SUN Hockey Pool

New Flames coach Mr. Right, for now

Bob Hartley (right) receives a Flames jersey from GM Jay Feaster in Calgary on Thursday, May 31,...

Bob Hartley (right) receives a Flames jersey from GM Jay Feaster in Calgary on Thursday, May 31, 2012. (Lyle Aspinall/QMI Agency)

RANDY SPORTAK, QMI Agency

, Last Updated: 10:31 PM ET

CALGARY - Bob Hartley is Mr. Right for the Calgary Flames, at least right now.

History has shown the club’s newest head coach has the ability to work with sometimes temperamental veterans.

Think of the Colorado Avalanche team he guided with Patrick Roy, Joe Sakic, Peter Forsberg and Ray Bourque, and you know there were some tough battles of will between the then young coach — in terms of NHL experience — and those proven players.

History has also shown Hartley can turn young players into very good players. Sure, his reputation is of being a taskmaster with rookies, but think of all those players under Hartley’s tutelege who have grown into impact players, such as Milan Hejduk, Chris Drury, Alex Tanguay and Ilya Kovalchuk.

That’s the Flames makeup right now.

The Flames have one spectrum with captain Jarome Iginla, Tanguay and Miikka Kiprusoff, and should have plenty of kids in the mix, including Sven Baertschi, T.J. Brodie, Lance Bouma, Roman Horak and Greg Nemisz, just to name a few.

The lack of impact players in their prime years — 25 to 32 — is a big reason the Flames have been on the outside of the playoff race in recent seasons, but that’s another story for another day.

Real or not, the perception remains Brent Sutter and Iginla didn’t always communicate.

Hartley, who talked to the club’s captain on the phone and wants to have a face-to-face meeting because “we can’t talk over the phone. We will run out of minutes” isn’t one to shy away from a conversation, even pointed.

“I know you can’t please everyone but I work honestly and I’m known not to send any more e-mails. I’m a straight shooter,” Hartley said.

“My first year in Colorado, coming out of a factory and the American Hockey League, you have to plan a meeting with Patrick Roy, Joe Sakic and Peter Forsberg. I can honestly say I had to think about those meetings for a long time. Experience is a combination of success and failures and dealing with people.

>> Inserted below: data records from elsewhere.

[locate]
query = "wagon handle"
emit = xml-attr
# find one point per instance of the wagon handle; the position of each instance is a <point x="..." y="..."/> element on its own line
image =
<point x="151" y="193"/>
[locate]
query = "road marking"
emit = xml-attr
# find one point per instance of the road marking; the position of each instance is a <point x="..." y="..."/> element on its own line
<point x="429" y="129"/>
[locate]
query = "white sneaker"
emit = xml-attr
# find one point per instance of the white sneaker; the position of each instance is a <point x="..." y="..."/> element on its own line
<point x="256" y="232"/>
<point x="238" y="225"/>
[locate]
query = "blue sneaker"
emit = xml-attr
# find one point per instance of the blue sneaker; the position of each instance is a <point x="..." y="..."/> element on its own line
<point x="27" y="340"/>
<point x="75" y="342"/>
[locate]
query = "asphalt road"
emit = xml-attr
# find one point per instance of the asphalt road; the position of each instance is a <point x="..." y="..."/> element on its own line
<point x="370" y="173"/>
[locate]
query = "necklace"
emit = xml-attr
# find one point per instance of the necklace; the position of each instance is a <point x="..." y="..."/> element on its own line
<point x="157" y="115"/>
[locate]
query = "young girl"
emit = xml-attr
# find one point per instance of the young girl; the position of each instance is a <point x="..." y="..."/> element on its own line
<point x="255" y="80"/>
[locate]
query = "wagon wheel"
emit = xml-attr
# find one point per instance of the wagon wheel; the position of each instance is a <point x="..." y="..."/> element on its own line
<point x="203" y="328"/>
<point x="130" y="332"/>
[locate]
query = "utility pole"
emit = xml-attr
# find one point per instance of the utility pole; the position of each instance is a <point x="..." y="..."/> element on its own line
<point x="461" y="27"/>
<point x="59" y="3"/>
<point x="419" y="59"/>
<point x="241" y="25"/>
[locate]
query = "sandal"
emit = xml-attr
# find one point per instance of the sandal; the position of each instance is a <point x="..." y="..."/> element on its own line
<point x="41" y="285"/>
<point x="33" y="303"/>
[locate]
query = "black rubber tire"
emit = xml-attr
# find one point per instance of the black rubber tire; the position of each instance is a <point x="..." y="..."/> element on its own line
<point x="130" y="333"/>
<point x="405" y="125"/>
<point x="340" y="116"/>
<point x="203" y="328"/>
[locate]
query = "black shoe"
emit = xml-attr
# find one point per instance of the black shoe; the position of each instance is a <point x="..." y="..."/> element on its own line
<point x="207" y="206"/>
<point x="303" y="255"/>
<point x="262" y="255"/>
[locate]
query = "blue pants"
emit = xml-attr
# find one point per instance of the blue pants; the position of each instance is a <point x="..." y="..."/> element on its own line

“A player who is going to help me a lot at training camp is Alex Tanguay. He’s the only player in this organization I’ve had history with. I talked to him this morning and he said it was great news. He was thrilled. From systems to dealing with players, he will guide not only the rookies but he will be able to sit with Jarome and Mike Cammalleri and say this is the way it operates.”

Curiously, Tanguay will also be a huge help with the young players. He was one of those who bore the brunt of Hartley’s straight-shooting ways, didn’t always love it, but eventually realized it was good for him.

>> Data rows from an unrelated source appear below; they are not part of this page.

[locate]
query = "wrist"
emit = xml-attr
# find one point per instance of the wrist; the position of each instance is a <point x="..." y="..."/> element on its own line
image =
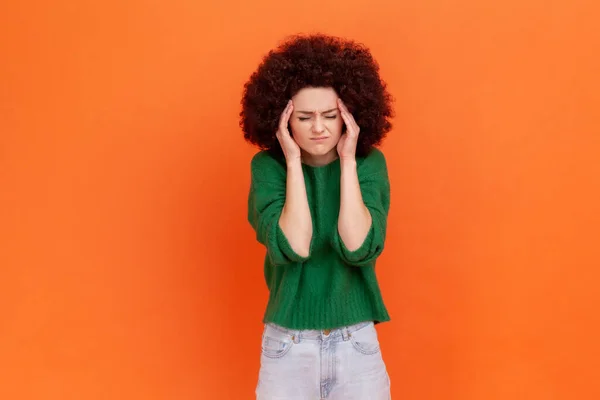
<point x="348" y="162"/>
<point x="294" y="163"/>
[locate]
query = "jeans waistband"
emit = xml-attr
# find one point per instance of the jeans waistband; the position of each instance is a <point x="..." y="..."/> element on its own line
<point x="320" y="333"/>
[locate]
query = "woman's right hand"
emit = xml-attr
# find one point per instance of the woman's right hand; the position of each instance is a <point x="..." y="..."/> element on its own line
<point x="290" y="148"/>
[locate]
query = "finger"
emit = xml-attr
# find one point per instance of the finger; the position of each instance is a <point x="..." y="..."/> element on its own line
<point x="285" y="117"/>
<point x="350" y="124"/>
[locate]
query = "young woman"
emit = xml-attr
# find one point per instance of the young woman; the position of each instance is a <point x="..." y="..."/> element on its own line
<point x="319" y="200"/>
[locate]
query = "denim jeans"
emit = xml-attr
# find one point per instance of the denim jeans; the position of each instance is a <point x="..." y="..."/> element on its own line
<point x="344" y="363"/>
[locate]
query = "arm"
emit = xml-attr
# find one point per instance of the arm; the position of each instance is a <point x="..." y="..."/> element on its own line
<point x="277" y="204"/>
<point x="354" y="219"/>
<point x="364" y="207"/>
<point x="295" y="220"/>
<point x="364" y="199"/>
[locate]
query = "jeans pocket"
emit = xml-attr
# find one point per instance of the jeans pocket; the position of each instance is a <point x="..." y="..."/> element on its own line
<point x="276" y="343"/>
<point x="365" y="340"/>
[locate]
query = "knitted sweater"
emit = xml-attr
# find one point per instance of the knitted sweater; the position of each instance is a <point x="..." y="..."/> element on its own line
<point x="333" y="286"/>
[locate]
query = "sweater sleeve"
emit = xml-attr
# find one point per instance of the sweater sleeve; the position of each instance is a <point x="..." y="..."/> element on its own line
<point x="265" y="204"/>
<point x="375" y="189"/>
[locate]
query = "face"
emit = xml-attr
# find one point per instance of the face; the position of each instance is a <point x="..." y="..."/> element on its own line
<point x="316" y="124"/>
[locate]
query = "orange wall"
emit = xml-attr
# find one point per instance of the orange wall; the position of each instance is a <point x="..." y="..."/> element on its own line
<point x="128" y="270"/>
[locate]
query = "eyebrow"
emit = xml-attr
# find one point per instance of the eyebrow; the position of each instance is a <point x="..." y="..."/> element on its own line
<point x="311" y="112"/>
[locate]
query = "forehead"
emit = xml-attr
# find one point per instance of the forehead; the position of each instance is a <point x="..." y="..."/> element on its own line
<point x="315" y="99"/>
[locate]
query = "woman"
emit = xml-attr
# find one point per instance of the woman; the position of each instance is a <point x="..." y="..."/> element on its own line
<point x="319" y="200"/>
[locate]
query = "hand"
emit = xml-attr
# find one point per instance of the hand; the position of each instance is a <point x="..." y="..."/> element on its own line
<point x="346" y="146"/>
<point x="290" y="148"/>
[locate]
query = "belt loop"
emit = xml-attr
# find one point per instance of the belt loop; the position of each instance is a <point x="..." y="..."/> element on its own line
<point x="345" y="333"/>
<point x="296" y="336"/>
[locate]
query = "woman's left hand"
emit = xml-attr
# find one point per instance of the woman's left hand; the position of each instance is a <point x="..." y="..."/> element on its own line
<point x="346" y="147"/>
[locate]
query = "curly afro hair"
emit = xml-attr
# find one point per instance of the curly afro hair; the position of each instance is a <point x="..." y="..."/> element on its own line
<point x="316" y="61"/>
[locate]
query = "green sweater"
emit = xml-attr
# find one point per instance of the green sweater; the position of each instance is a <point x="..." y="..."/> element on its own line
<point x="332" y="287"/>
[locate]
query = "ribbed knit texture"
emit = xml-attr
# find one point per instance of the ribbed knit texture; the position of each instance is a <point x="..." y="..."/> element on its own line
<point x="333" y="286"/>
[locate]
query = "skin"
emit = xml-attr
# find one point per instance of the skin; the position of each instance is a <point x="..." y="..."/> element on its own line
<point x="316" y="117"/>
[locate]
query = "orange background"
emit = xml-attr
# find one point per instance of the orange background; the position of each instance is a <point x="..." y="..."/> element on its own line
<point x="128" y="270"/>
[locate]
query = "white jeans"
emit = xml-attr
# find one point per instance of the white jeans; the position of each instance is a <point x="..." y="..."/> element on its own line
<point x="344" y="363"/>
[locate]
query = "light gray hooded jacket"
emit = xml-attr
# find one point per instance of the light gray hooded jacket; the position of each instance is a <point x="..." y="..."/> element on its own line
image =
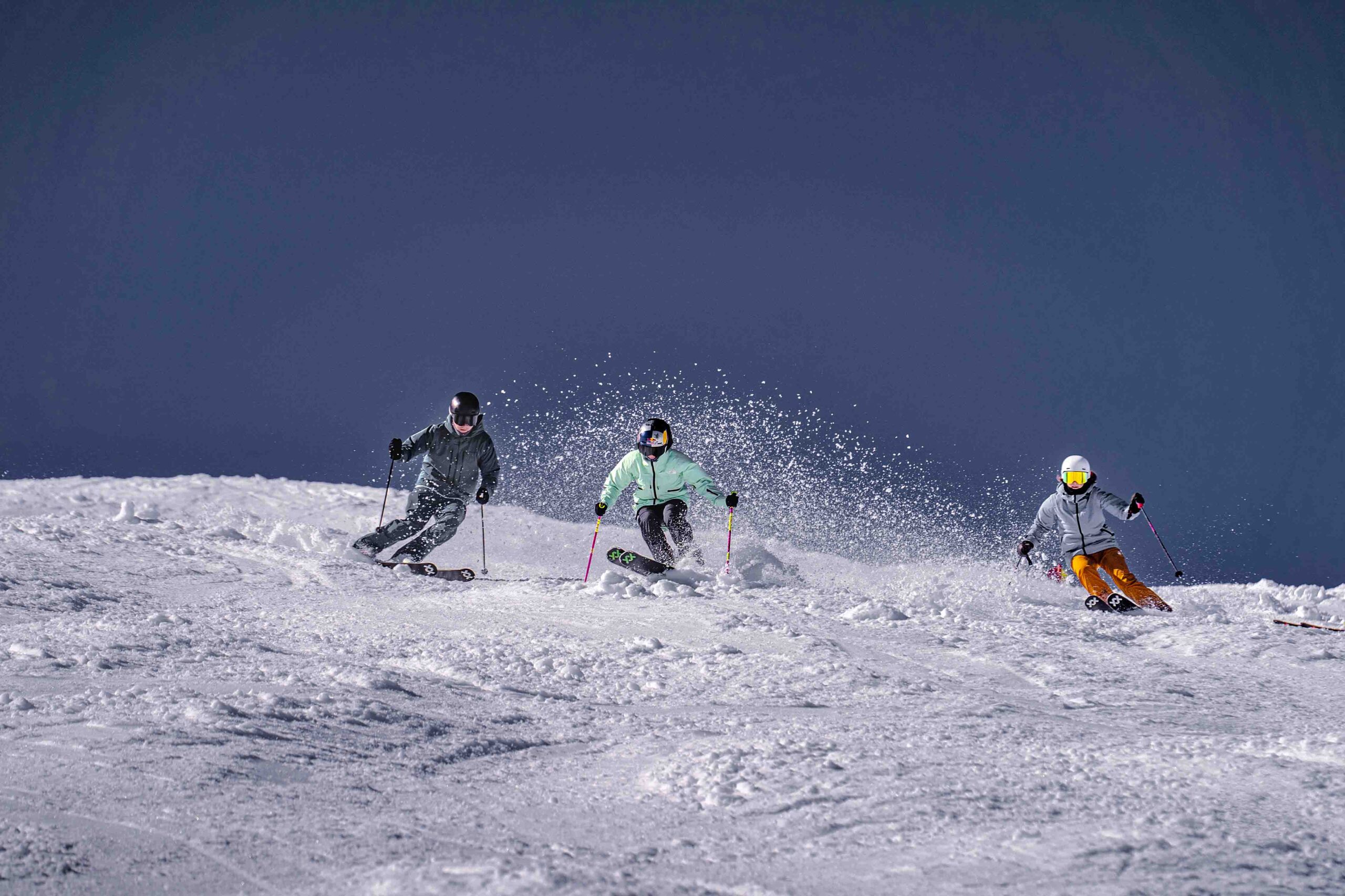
<point x="454" y="462"/>
<point x="1083" y="528"/>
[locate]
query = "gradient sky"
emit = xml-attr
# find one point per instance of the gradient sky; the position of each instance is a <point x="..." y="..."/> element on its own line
<point x="265" y="238"/>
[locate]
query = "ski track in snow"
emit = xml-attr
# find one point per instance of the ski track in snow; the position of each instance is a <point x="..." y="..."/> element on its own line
<point x="201" y="693"/>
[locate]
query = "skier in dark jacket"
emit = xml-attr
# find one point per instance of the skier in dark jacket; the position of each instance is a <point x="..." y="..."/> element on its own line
<point x="458" y="452"/>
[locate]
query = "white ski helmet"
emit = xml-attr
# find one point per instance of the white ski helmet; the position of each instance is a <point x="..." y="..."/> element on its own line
<point x="1075" y="465"/>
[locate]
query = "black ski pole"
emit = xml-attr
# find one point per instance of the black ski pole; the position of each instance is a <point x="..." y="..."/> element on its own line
<point x="484" y="571"/>
<point x="385" y="493"/>
<point x="1176" y="572"/>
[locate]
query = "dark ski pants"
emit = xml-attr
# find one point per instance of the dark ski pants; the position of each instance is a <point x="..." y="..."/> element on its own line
<point x="673" y="516"/>
<point x="448" y="514"/>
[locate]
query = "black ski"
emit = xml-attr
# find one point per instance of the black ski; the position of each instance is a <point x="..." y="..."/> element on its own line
<point x="1285" y="622"/>
<point x="637" y="563"/>
<point x="431" y="569"/>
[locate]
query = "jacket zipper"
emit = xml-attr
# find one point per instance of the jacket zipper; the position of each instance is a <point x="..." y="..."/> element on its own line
<point x="1083" y="543"/>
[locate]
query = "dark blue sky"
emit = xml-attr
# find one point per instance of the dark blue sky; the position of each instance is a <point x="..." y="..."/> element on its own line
<point x="264" y="238"/>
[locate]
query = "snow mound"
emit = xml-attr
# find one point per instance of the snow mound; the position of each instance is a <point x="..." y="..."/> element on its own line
<point x="197" y="677"/>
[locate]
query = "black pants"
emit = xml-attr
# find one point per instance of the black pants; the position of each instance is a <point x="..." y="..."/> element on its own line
<point x="448" y="514"/>
<point x="673" y="516"/>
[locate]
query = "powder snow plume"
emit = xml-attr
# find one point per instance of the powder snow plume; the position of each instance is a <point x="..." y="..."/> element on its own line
<point x="805" y="478"/>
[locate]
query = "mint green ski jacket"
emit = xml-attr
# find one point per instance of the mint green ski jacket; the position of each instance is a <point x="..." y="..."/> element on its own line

Hartley admits he reminds youngster of the standards needed in the NHL, but insists it’s for the betterment of the players and the organization.

“It’s all a matter of perception. If you look up the definition of hard, if you are demanding and doing everything for the benefit of the young man’s career,” he said.

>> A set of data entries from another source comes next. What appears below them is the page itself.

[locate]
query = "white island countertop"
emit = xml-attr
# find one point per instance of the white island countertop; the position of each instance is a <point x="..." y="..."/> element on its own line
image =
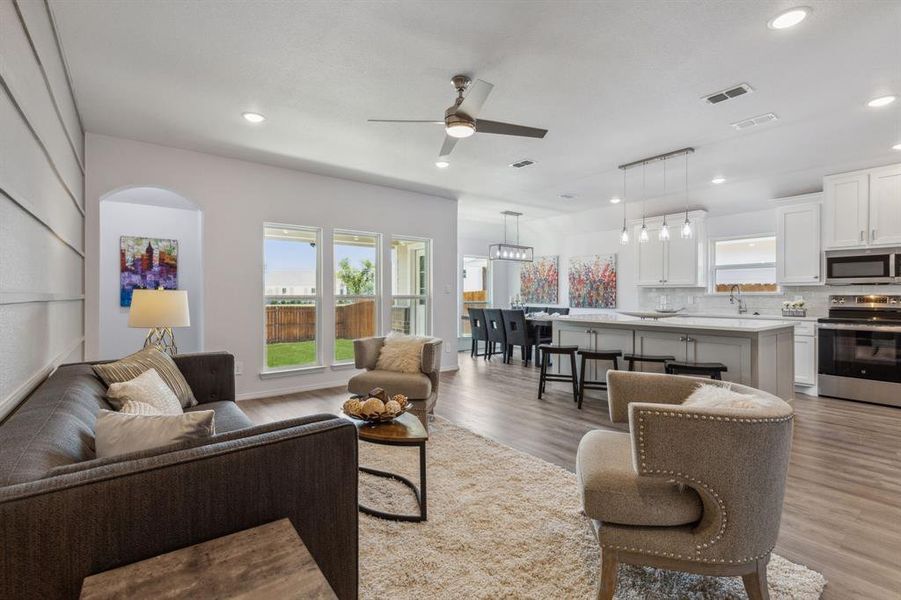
<point x="693" y="323"/>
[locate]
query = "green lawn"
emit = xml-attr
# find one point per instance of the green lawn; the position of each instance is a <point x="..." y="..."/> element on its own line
<point x="294" y="354"/>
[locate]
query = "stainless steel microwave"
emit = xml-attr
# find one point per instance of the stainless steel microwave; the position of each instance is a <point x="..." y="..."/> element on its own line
<point x="848" y="267"/>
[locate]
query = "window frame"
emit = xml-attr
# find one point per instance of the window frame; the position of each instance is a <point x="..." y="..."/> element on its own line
<point x="377" y="287"/>
<point x="711" y="288"/>
<point x="316" y="298"/>
<point x="429" y="249"/>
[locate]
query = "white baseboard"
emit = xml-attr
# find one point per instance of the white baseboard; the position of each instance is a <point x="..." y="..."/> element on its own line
<point x="8" y="404"/>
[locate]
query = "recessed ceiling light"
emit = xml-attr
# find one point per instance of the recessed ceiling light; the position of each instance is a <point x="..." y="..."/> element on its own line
<point x="881" y="101"/>
<point x="254" y="117"/>
<point x="789" y="18"/>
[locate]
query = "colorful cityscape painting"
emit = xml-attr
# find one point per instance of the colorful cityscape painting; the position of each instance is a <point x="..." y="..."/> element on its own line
<point x="146" y="263"/>
<point x="592" y="281"/>
<point x="538" y="281"/>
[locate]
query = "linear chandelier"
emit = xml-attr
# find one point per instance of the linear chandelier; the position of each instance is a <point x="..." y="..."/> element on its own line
<point x="507" y="251"/>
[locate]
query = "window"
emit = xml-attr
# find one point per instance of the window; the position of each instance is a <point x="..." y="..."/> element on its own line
<point x="749" y="263"/>
<point x="292" y="296"/>
<point x="411" y="283"/>
<point x="476" y="289"/>
<point x="356" y="290"/>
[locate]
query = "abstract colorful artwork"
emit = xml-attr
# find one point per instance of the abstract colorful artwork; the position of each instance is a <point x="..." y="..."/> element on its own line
<point x="592" y="281"/>
<point x="146" y="263"/>
<point x="539" y="280"/>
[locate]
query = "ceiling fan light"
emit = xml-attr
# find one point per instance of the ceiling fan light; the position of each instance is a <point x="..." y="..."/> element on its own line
<point x="460" y="129"/>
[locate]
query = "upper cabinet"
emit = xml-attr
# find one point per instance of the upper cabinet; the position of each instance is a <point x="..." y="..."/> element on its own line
<point x="863" y="208"/>
<point x="798" y="258"/>
<point x="677" y="262"/>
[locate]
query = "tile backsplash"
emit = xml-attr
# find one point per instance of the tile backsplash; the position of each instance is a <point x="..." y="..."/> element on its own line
<point x="698" y="301"/>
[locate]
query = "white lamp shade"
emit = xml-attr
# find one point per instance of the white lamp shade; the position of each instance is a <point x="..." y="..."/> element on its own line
<point x="159" y="308"/>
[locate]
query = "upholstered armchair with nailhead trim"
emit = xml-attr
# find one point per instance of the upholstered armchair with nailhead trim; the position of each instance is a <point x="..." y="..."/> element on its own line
<point x="687" y="488"/>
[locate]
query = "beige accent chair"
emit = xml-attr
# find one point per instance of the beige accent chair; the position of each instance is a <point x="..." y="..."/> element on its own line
<point x="421" y="388"/>
<point x="687" y="488"/>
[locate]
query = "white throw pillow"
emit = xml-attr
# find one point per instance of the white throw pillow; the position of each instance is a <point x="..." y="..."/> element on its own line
<point x="146" y="388"/>
<point x="715" y="396"/>
<point x="116" y="433"/>
<point x="401" y="353"/>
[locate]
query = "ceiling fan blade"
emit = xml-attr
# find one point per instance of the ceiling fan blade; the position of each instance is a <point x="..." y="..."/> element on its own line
<point x="483" y="126"/>
<point x="403" y="121"/>
<point x="448" y="146"/>
<point x="475" y="98"/>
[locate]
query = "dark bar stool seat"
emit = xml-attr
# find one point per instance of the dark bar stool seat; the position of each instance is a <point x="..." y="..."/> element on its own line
<point x="658" y="358"/>
<point x="711" y="370"/>
<point x="546" y="350"/>
<point x="585" y="383"/>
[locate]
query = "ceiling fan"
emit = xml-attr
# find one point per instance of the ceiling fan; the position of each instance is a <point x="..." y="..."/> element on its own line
<point x="461" y="120"/>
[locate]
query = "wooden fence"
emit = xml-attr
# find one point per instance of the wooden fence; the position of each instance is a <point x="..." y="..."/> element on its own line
<point x="297" y="323"/>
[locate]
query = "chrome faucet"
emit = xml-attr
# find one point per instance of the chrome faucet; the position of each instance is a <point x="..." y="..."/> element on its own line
<point x="742" y="307"/>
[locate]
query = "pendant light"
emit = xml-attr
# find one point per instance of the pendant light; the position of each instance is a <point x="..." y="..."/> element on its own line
<point x="643" y="236"/>
<point x="663" y="234"/>
<point x="686" y="231"/>
<point x="624" y="236"/>
<point x="511" y="252"/>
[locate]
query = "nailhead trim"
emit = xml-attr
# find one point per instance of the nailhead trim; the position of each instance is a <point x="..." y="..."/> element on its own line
<point x="682" y="477"/>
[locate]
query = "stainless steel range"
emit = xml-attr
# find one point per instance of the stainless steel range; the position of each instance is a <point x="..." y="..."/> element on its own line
<point x="860" y="349"/>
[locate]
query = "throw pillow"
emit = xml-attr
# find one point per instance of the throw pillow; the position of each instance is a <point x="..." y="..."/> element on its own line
<point x="147" y="388"/>
<point x="401" y="353"/>
<point x="149" y="358"/>
<point x="715" y="396"/>
<point x="117" y="433"/>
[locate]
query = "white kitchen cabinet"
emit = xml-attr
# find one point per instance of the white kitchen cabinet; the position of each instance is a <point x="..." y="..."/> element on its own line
<point x="798" y="252"/>
<point x="885" y="206"/>
<point x="847" y="199"/>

“I can give you a list of names of players who are drafted, they go the minors and suddenly they disappear. I always take it very seriously whether I was a junior coach or an AHL coach, you can’t waste one or two or three years and suddenly the GM says, ‘We have to let this guy go. He can’t play.’ Two or three years later, he’s playing on the second line of another team. You need to work with your kids. I don’t believe I’m hard. I believe I’m fair but demanding.”